Optical frequency combs have become indispensable tools across science and technology, providing precisely spaced spectral lines that serve as rulers for frequency measurement (Nobel Prize in 2005), high-capacity carriers for data transmission, and broadband sources for ultrafast spectroscopy and imaging. Traditionally, frequency comb generation has relied on mode-locked lasers or nonlinear microresonators, both of which have limitations in terms of flexibility and spectral control. Our group is pursuing a novel approach to comb emission by harnessing cascaded four-wave mixing (CFWM) in optical fibers, where the nonlinear interaction redistributes energy into a broad set of evenly spaced spectral lines. The key innovation is our use of a programmable spatial light modulator (SLM) for dispersion control within a 4f pulse-shaping configuration. This allows us to actively shape the phase landscape that governs the nonlinear evolution, enabling tunable comb spectra with potentially fully selectable power spectral density (PSD) profiles.
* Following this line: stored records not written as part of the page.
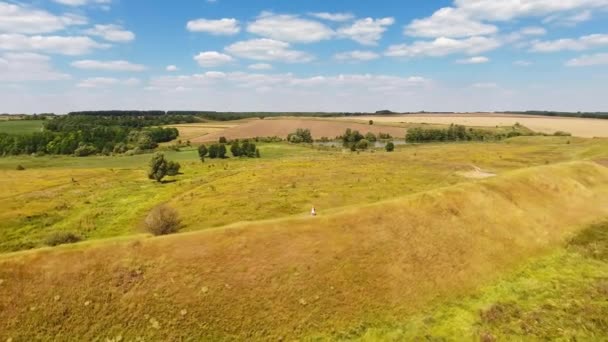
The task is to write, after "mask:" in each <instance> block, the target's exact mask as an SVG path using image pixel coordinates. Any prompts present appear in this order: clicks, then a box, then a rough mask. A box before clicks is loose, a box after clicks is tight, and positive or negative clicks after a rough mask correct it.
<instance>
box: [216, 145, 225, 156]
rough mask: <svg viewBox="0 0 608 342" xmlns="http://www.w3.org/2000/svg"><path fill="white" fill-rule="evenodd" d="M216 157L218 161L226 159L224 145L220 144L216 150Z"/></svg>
mask: <svg viewBox="0 0 608 342" xmlns="http://www.w3.org/2000/svg"><path fill="white" fill-rule="evenodd" d="M217 157H218V158H220V159H224V158H226V145H224V144H220V145H219V146H218V148H217Z"/></svg>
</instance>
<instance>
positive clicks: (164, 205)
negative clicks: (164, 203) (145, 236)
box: [144, 204, 181, 236]
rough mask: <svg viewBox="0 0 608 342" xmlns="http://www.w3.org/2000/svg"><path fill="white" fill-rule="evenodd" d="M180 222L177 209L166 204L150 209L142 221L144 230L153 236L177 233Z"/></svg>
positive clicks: (160, 205)
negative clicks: (142, 221)
mask: <svg viewBox="0 0 608 342" xmlns="http://www.w3.org/2000/svg"><path fill="white" fill-rule="evenodd" d="M180 224H181V221H180V219H179V215H178V213H177V210H175V209H173V208H171V207H169V206H168V205H166V204H162V205H159V206H157V207H155V208H154V209H152V210H151V211H150V213H149V214H148V216H146V219H145V221H144V225H145V228H146V230H147V231H148V232H149V233H150V234H153V235H155V236H160V235H169V234H173V233H177V232H178V231H179V227H180Z"/></svg>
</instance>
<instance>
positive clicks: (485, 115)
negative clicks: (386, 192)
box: [336, 113, 608, 138]
mask: <svg viewBox="0 0 608 342" xmlns="http://www.w3.org/2000/svg"><path fill="white" fill-rule="evenodd" d="M336 120H340V121H342V120H344V118H338V119H336ZM354 120H356V121H367V120H374V122H378V123H428V124H448V125H449V124H452V123H453V124H458V125H465V126H482V127H497V126H513V125H515V124H516V123H520V124H521V125H524V126H525V127H527V128H529V129H531V130H533V131H536V132H541V133H547V134H553V133H555V132H557V131H563V132H569V133H572V135H574V136H578V137H586V138H593V137H608V120H601V119H583V118H564V117H546V116H530V115H511V114H493V113H487V114H408V115H389V116H376V115H373V116H363V117H357V118H356V119H354Z"/></svg>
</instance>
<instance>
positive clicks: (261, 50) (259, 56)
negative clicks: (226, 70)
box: [226, 38, 314, 63]
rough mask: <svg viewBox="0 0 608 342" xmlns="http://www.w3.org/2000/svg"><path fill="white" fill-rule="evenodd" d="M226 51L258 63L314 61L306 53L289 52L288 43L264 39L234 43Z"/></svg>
mask: <svg viewBox="0 0 608 342" xmlns="http://www.w3.org/2000/svg"><path fill="white" fill-rule="evenodd" d="M226 51H227V52H228V53H230V54H232V55H235V56H238V57H242V58H248V59H253V60H258V61H280V62H286V63H305V62H310V61H312V60H313V59H314V57H313V56H312V55H310V54H308V53H306V52H303V51H298V50H291V49H290V45H289V43H285V42H281V41H278V40H274V39H266V38H263V39H251V40H246V41H240V42H236V43H234V44H232V45H230V46H228V47H226Z"/></svg>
By embedding this reconfigurable control into a fiber-based architecture, we are developing a uniquely versatile platform for comb sources that can be optimized in real time for applications ranging from precision metrology and optical communications to ultrafast science and astronomy.

Comb spectra from our programmable comb generator. Using a genetic algorithm to optimize the dispersion profile to control cascaded four-wave mixing, we can generate as few as 10 comb lines (blue) to as many as 167 comb lines (red). Future work aims to employ machine learning to allow for arbitrary spectral profiles of the comb lines.